Welche Erwartungen haben Sie an Ihre Mitgliedschaft bei German Water Partnership und was erhoffen Sie sich durch die Zusammenarbeit im GWP-Netzwerk?

GWP muss eine Lücke für uns schließen, wenn es um die Außendarstellung geht. Ich erwarte von GWP, dass sie zu einem Taktgeber der Wasserwirtschaft im Ausland wird. Als Ingenieurbüro haben wir einen engen und intensiven Arbeitsalltag. Wir fokussieren uns auf die Arbeit mit unseren Kunden. Damit das so funktioniert, setzen wir auf externe Hilfe im Netzwerken. Wir brauchen einen intensiveren Austausch mit unseren Ministerien, mit einem klaren wirtschaftlichen Fokus, um unsere Expertise und Technologien ins Ausland zu exportieren.

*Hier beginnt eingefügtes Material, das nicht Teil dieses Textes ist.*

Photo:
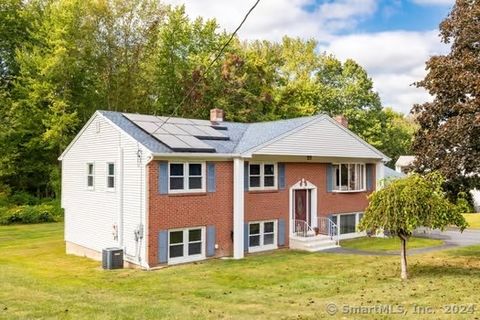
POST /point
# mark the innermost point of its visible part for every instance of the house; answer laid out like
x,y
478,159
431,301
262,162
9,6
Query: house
x,y
404,164
174,190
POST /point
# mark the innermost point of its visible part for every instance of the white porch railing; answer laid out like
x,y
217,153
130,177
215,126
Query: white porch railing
x,y
327,227
302,229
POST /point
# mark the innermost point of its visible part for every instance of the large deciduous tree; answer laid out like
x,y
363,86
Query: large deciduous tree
x,y
405,204
448,139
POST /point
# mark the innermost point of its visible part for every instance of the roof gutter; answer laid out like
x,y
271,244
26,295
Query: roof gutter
x,y
202,155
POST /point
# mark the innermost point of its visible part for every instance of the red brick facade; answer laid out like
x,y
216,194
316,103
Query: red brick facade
x,y
216,208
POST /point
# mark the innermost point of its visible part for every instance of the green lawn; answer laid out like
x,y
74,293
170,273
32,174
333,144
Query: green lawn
x,y
37,280
388,244
473,220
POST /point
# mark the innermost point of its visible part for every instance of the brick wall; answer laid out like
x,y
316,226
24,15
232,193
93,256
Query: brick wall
x,y
191,210
182,210
275,204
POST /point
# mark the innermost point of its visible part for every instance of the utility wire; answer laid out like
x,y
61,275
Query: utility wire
x,y
209,66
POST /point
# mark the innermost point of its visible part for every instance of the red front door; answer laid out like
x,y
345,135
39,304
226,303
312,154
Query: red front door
x,y
301,205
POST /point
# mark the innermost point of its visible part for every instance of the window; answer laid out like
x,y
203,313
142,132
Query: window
x,y
261,236
186,245
111,175
262,176
186,177
90,175
347,223
349,177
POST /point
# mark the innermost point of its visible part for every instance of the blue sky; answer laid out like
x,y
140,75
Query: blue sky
x,y
391,39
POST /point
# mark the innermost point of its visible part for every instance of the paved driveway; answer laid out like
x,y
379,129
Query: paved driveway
x,y
452,238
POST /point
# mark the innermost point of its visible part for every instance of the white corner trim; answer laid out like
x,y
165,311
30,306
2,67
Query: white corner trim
x,y
238,208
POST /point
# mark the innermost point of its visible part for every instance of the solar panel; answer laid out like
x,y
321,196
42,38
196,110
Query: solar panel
x,y
182,135
140,117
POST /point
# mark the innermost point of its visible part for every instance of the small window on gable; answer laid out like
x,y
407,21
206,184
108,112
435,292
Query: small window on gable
x,y
186,177
262,176
111,175
349,177
90,175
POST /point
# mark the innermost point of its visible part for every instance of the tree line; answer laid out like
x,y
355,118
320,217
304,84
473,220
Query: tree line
x,y
60,60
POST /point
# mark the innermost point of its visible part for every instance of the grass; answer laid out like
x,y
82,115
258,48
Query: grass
x,y
473,220
37,280
388,244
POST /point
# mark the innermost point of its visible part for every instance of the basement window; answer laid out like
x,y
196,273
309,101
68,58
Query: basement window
x,y
262,235
185,245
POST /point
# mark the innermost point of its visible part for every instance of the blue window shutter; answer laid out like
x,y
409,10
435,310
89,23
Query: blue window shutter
x,y
163,177
369,177
210,241
211,177
329,177
281,232
281,176
163,246
245,175
245,237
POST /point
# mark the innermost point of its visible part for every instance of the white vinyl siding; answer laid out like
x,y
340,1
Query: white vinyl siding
x,y
90,215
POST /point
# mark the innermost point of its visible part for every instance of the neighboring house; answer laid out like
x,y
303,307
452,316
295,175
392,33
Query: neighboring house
x,y
183,190
404,164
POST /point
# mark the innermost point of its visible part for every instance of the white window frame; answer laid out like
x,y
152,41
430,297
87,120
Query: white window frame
x,y
262,246
92,187
186,258
108,175
186,176
262,176
354,234
336,184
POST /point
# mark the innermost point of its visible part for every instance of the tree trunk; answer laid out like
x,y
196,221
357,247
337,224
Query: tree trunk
x,y
403,257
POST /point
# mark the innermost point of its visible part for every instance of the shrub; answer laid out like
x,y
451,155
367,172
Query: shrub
x,y
48,212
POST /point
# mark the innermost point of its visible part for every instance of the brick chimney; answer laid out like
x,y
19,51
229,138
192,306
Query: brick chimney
x,y
216,115
342,120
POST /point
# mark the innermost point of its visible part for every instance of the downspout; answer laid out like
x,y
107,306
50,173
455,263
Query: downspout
x,y
238,208
147,210
121,198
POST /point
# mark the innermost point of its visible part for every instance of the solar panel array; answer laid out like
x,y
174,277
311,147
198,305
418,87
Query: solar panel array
x,y
181,135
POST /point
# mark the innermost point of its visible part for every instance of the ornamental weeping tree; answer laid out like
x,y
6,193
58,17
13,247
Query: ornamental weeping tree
x,y
404,205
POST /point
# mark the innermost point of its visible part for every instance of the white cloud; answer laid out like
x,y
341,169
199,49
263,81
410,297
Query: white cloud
x,y
272,19
435,2
393,59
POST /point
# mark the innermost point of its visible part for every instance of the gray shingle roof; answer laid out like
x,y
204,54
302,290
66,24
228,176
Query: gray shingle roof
x,y
392,174
242,136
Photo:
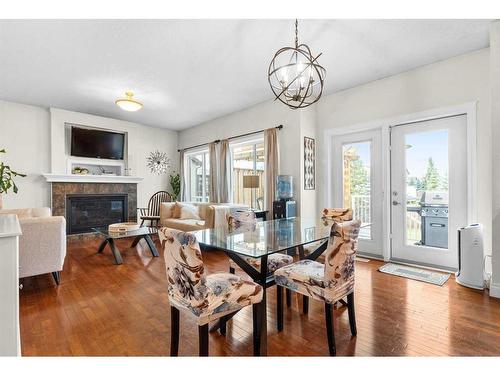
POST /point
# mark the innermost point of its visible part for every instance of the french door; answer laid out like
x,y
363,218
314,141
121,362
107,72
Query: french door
x,y
428,190
358,166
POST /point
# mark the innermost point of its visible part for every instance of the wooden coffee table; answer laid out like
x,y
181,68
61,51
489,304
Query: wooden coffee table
x,y
137,235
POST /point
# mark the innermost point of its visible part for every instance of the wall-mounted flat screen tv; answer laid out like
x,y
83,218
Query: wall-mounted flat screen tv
x,y
93,143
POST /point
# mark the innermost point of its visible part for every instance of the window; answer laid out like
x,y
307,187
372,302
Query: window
x,y
248,159
198,176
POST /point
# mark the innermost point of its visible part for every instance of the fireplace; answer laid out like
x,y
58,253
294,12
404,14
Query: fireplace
x,y
86,211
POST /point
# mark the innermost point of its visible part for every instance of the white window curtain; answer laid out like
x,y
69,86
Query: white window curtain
x,y
225,169
271,153
213,191
182,174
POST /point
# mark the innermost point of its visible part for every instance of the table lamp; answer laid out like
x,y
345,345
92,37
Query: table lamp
x,y
251,182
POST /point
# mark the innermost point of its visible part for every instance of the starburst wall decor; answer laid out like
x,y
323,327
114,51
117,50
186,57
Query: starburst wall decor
x,y
158,162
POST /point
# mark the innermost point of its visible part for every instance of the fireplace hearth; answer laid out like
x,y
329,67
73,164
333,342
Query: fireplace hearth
x,y
86,211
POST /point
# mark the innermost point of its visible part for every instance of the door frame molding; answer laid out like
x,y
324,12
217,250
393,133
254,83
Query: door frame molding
x,y
468,109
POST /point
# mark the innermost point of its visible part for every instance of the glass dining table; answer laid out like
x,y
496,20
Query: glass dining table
x,y
261,240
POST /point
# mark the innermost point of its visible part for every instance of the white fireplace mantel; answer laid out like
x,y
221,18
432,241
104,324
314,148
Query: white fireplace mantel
x,y
87,178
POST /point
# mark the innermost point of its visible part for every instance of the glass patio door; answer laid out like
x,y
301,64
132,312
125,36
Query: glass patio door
x,y
428,191
358,169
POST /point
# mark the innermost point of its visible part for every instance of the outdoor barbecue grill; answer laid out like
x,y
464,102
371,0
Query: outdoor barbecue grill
x,y
434,215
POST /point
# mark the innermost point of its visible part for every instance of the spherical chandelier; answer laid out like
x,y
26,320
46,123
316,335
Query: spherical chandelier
x,y
295,76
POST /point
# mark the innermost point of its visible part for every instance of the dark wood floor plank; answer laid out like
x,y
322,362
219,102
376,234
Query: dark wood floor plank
x,y
101,309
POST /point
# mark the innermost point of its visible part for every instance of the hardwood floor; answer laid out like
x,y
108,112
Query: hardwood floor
x,y
101,309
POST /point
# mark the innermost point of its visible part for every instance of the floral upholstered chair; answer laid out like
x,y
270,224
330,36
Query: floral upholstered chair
x,y
246,219
327,282
207,297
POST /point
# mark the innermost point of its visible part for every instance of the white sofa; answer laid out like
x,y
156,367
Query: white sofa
x,y
210,215
42,245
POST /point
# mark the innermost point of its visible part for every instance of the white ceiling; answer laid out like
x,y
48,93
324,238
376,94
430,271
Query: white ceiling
x,y
190,71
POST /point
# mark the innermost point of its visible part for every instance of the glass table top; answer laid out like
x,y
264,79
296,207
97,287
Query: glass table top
x,y
266,237
133,233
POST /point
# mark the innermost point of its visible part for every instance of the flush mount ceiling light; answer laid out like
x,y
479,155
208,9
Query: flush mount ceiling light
x,y
295,76
128,103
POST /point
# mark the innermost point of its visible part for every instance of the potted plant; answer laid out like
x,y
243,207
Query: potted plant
x,y
7,176
175,183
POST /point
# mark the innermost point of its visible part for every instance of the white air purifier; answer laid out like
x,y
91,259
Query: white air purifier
x,y
470,257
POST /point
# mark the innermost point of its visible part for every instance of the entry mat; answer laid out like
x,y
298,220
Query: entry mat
x,y
415,273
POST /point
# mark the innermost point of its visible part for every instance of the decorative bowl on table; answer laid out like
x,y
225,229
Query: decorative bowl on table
x,y
123,227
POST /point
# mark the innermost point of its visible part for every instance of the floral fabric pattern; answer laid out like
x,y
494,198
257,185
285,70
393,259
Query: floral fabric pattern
x,y
207,297
338,215
333,280
241,218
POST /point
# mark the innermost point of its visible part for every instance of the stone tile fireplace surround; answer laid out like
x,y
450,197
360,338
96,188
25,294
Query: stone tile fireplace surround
x,y
60,191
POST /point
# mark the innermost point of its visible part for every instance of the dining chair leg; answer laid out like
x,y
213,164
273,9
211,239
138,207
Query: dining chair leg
x,y
222,325
256,328
203,340
279,296
352,315
174,331
329,329
305,304
288,294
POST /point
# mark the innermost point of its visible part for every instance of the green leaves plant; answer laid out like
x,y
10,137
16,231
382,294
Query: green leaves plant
x,y
175,183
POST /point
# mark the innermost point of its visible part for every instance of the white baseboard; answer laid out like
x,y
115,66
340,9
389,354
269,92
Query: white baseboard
x,y
495,290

Wir sehen GWP als ein Netzwerk, das die Vernetzung unter den deutschen Firmen in der Wasserwirtschaft erlaubt und unterstützt – und damit eine Grundlage schafft, um aus nationalen Netzwerken internationale Partnerschaften zu formen. Wir brauchen eine europäische Exportinitiative, in der die verschiedenen Programme der EU-Länder gebündelt werden.